Figure 6. SDS-PAGE analysis of purified protein.

12% SDS-PAGE analysis showing the purified protein. (M) Protein marker, (P) purified recombinant AdTLP protein.

Figure 7. Fungal spore germination assay in the presence of different concentrations of AdTLP protein.

A. Fusarium oxysporum B. Fusarium solani C. Botrytis cinerea.

Figure 8. Effect of recombinant AdTLP protein on the growth of Rhizoctonia solani.

C, 1, 2 & 3 represents control, 10µg/ mL, 25µg/ mL, and 50µg/ mL, respectively. Photographs were taken after 24 and 36 hrs of fungal growth (A and B).

Figure 9. Semi-quantitative RT-PCR analysis of transgenic plants.

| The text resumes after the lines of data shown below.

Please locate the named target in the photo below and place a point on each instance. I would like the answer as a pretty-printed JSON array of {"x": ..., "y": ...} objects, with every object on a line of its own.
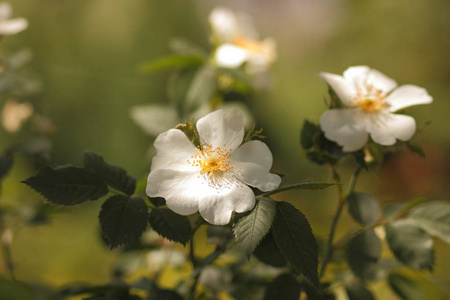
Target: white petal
[
  {"x": 173, "y": 150},
  {"x": 154, "y": 119},
  {"x": 219, "y": 131},
  {"x": 345, "y": 91},
  {"x": 5, "y": 11},
  {"x": 380, "y": 81},
  {"x": 13, "y": 26},
  {"x": 217, "y": 206},
  {"x": 224, "y": 24},
  {"x": 390, "y": 127},
  {"x": 230, "y": 56},
  {"x": 356, "y": 74},
  {"x": 181, "y": 190},
  {"x": 345, "y": 127},
  {"x": 407, "y": 95}
]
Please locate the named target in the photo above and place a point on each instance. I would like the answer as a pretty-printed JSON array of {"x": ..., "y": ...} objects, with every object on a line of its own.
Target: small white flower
[
  {"x": 238, "y": 42},
  {"x": 371, "y": 98},
  {"x": 211, "y": 179},
  {"x": 10, "y": 26}
]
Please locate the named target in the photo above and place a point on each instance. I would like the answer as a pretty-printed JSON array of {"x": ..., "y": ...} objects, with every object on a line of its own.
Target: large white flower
[
  {"x": 238, "y": 42},
  {"x": 213, "y": 178},
  {"x": 10, "y": 26},
  {"x": 371, "y": 98}
]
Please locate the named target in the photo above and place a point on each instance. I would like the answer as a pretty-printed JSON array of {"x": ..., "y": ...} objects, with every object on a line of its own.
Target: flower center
[
  {"x": 248, "y": 44},
  {"x": 211, "y": 161},
  {"x": 371, "y": 99}
]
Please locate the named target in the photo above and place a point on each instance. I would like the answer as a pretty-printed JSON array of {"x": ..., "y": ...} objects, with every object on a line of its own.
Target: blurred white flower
[
  {"x": 14, "y": 114},
  {"x": 165, "y": 257},
  {"x": 371, "y": 98},
  {"x": 10, "y": 26},
  {"x": 213, "y": 178},
  {"x": 238, "y": 42}
]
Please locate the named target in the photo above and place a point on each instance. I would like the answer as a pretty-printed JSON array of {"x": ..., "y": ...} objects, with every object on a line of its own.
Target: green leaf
[
  {"x": 434, "y": 218},
  {"x": 171, "y": 225},
  {"x": 267, "y": 251},
  {"x": 357, "y": 291},
  {"x": 363, "y": 253},
  {"x": 302, "y": 186},
  {"x": 405, "y": 288},
  {"x": 410, "y": 244},
  {"x": 363, "y": 208},
  {"x": 251, "y": 229},
  {"x": 296, "y": 241},
  {"x": 67, "y": 185},
  {"x": 308, "y": 134},
  {"x": 123, "y": 219},
  {"x": 6, "y": 163},
  {"x": 285, "y": 287},
  {"x": 115, "y": 177},
  {"x": 415, "y": 148},
  {"x": 172, "y": 62},
  {"x": 202, "y": 88}
]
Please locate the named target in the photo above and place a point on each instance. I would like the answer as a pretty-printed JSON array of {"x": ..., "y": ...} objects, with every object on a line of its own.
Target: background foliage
[{"x": 87, "y": 54}]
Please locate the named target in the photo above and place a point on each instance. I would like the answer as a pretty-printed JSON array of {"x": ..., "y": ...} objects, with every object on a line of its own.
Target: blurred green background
[{"x": 87, "y": 54}]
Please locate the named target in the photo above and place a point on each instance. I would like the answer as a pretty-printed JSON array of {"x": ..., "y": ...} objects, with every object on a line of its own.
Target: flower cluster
[
  {"x": 212, "y": 178},
  {"x": 238, "y": 42},
  {"x": 370, "y": 100}
]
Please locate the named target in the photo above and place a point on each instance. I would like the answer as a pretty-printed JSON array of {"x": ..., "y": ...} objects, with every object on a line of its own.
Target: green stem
[
  {"x": 342, "y": 199},
  {"x": 6, "y": 238}
]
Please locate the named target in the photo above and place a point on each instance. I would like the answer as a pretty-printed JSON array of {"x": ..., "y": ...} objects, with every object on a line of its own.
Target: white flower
[
  {"x": 212, "y": 179},
  {"x": 238, "y": 42},
  {"x": 371, "y": 98},
  {"x": 10, "y": 26}
]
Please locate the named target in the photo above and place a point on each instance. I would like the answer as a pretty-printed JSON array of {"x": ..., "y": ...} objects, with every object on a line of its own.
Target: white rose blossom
[
  {"x": 213, "y": 178},
  {"x": 10, "y": 26},
  {"x": 239, "y": 42},
  {"x": 371, "y": 98}
]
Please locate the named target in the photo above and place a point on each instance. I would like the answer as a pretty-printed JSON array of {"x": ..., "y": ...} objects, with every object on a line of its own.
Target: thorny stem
[
  {"x": 198, "y": 266},
  {"x": 342, "y": 199}
]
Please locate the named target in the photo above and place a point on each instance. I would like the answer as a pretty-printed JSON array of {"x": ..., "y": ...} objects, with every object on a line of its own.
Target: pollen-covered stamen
[
  {"x": 370, "y": 99},
  {"x": 211, "y": 161}
]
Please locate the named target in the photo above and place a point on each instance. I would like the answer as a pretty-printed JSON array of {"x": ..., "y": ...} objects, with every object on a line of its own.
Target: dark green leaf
[
  {"x": 357, "y": 291},
  {"x": 363, "y": 254},
  {"x": 164, "y": 294},
  {"x": 360, "y": 158},
  {"x": 250, "y": 230},
  {"x": 363, "y": 208},
  {"x": 410, "y": 244},
  {"x": 67, "y": 185},
  {"x": 296, "y": 241},
  {"x": 171, "y": 225},
  {"x": 268, "y": 252},
  {"x": 157, "y": 201},
  {"x": 285, "y": 287},
  {"x": 415, "y": 148},
  {"x": 123, "y": 219},
  {"x": 308, "y": 134},
  {"x": 13, "y": 291},
  {"x": 113, "y": 176},
  {"x": 405, "y": 288},
  {"x": 434, "y": 218},
  {"x": 394, "y": 210},
  {"x": 172, "y": 62},
  {"x": 202, "y": 88},
  {"x": 6, "y": 162}
]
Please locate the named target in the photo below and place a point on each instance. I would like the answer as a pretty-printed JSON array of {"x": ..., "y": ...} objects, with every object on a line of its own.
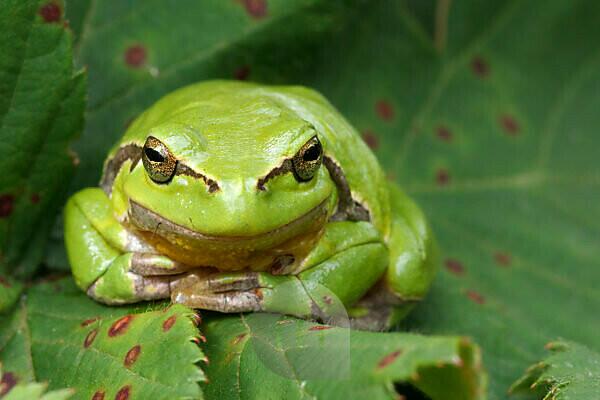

Transcript levels of AdTLP were checked in T₀ (A) and T₂ (B) transgenic plants. Line 7 is high expression line and line 4 represents low expression line. Actin served as control to demonstrate equal loading.

Figure 10. Rhizoctonia solani wilt bioassay with T₂ transgenic and the non-transformed control.

Fungal resistance was checked in control and transgenic plants using phytopathogenic fungus R. solani. Control plants were seriously affected whereas high expression line appeared completely healthy. Photographs were taken after 8 (A) and 10 days (B) post inoculation of fungus.

Figure 11. Condition of root, root and shoot junction and complete plant after 10 days of post inoculation of fungus.

Two plants were taken from each line. Wild type plants became completely wilted. Infection symptoms also appeared in the roots of the low expression line plants whereas high expression line plants were completely healthy.

Figure 12. Seedlings assay with 200mM NaCl.

Seedlings were transferred on 200mM NaCl medium for 14 days (A). Seedlings on recovery medium (B). Seedlings condition after 10 days of recovery period of line 7 (C), line 4 (D) and the wild type (E).

Figure 13. Seedlings assay with 300 mM Nacl.

Seedlings were transferred on to 300mM NaCl medium for14 days (A). Seedlings on recovery medium (B). Seedlings condition after 10 days of recovery period of line 7 (C), line 4 (D) and the wild type (E).

Figure 14. Seedlings assay with 2% H₂O₂.

Seedlings were transferred on 2% H₂O₂ medium for 12 days (A). Seedlings on recovery medium (B). Seedlings condition after 10 days of recovery period of line 7 (C), line 4 (D) and wild type (E).

Figure 15. Total chlorophyll and TBARS measurement.

Total chlorophyll and TBARS were measured in seedlings after 12d of NaCl treatment (A and B) and after 10d of H₂O₂ treatment (C and D). Note the significantly increased total chlorophyll content and reduced TRABS in the transgenic seedlings after stress treatments. Experiments were repeated three times and means ±SE were plotted (P < 0.05, n = 3).

Figure 16. Transcript profile of defense responsive genes.

Semi-quantitative RT-PCR was performed for transcript profiling of defense response genes in WT and transgenic plants. PR: Pathogenesis related proteins, PI: Protease inhibitor, Lox: Lipoxygenase, AOS: allene oxide synthase, ICS: isochorismate synthase, ACS: 1-aminocyclopropane-1-carboxylic acid synthase.